Studio album by Bradley Joseph
- Released: October 31, 2000
- Genre: Instrumental Adult contemporary Easy listening Christmas music
- Length: 50:55
- Label: Robbins Island
- Producer: Bradley Joseph

Bradley Joseph chronology
| Solo Journey (1999) | Christmas Around the World (2000) | One Deep Breath (2002) |

= Christmas Around the World =

Christmas Around the World is Bradley Joseph's fourth album reaching NAV's top 100 radio playlist.

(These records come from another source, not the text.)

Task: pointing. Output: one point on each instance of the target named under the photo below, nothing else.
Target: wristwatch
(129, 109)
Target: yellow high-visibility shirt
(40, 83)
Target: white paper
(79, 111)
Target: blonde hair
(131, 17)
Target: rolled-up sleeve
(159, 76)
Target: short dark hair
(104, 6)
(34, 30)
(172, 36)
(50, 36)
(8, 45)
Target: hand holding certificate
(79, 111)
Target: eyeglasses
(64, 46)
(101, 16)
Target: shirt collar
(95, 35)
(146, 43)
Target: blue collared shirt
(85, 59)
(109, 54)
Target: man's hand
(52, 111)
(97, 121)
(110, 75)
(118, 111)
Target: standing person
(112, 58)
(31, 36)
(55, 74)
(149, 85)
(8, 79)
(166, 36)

"In a thousand different ways, people join together every year to celebrate Christmas with their own unique customs and traditions. Pianist Bradley Joseph has hand-picked songs from around the world and recreated them with his own unique style. Each melody contains history and meaning that has endured for centuries."

==Critical reception==
In a review for Wind and Wire Magazine, Michael Debbage writes, "Jules Verne took his characters Around The World In Eighty Days. However, musician Bradley Joseph takes us around the world in one play of this 51-minute-long CD. Partially a conceptual project, Joseph presents World Christmas melodies that have endured for centuries making this a unique Christmas project that allows you to enjoy it all year long." While Debbage believes the concept clearly supports the continued "ambitious talents of this creative and warm musician", he does not think this album quite meets the high standard that is associated with Bradley Joseph, stating, "the concept is offset by a limited thin and sparse production", "...most evident via the upbeat 'Hark! The Herald Angels Sing' that includes "poor use of loops and drum machines".

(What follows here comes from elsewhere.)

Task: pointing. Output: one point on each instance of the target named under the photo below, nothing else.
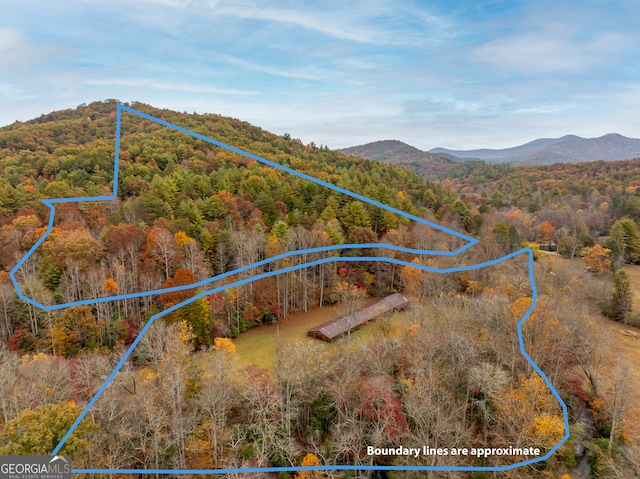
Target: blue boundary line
(129, 351)
(50, 203)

Debbage does go on to say that Joseph's stronger arrangements are via the less traditional ventures evident via the exotic Mexican-rooted carol "Riu, Riu Ciu" and the self-penned "Far Away On Christmas Day". "The latter shows influences of the fluid and flowing Bradley Joseph I have come to know and love", states Debbage. The only other self-penned composition is "A Minnesota Snowfall" that reflects a more "naked bare-boned ballad approach".

Professional ratings
Review scores
| Source | Rating |
| Wind and Wire Magazine | (not rated) |

==Track listing==
1. "Quickly on To Bethlehem" (Przybiezeli do Betlejem) - Poland
2. "God Rest Ye Merry, Gentlemen" - England
3. "Ríu, Ríu Chíu" - Mexico
4. "Sheep Fast Asleep" (Hitsuji wa Nemureri) - Japan
5. "I Am So Glad Each Christmas Eve" (Jeg er glad hver Julekveld) - Norway
6. "Far Away On Christmas Day" - USA
7. "Praise The Lord O My Soul" - Russia
8. "Silent Night" (Stille Nacht) - Austria
9. "Joy To The World" - Germany
10. "He Is Born" (IL est ne) - France
11. "A Minnesota Snowfall" - USA
12. "Hark! The Herald Angels Sing" - Germany

(History of each song: Christmas_Traditions)

==Personnel==
- All music arranged and performed by Bradley Joseph.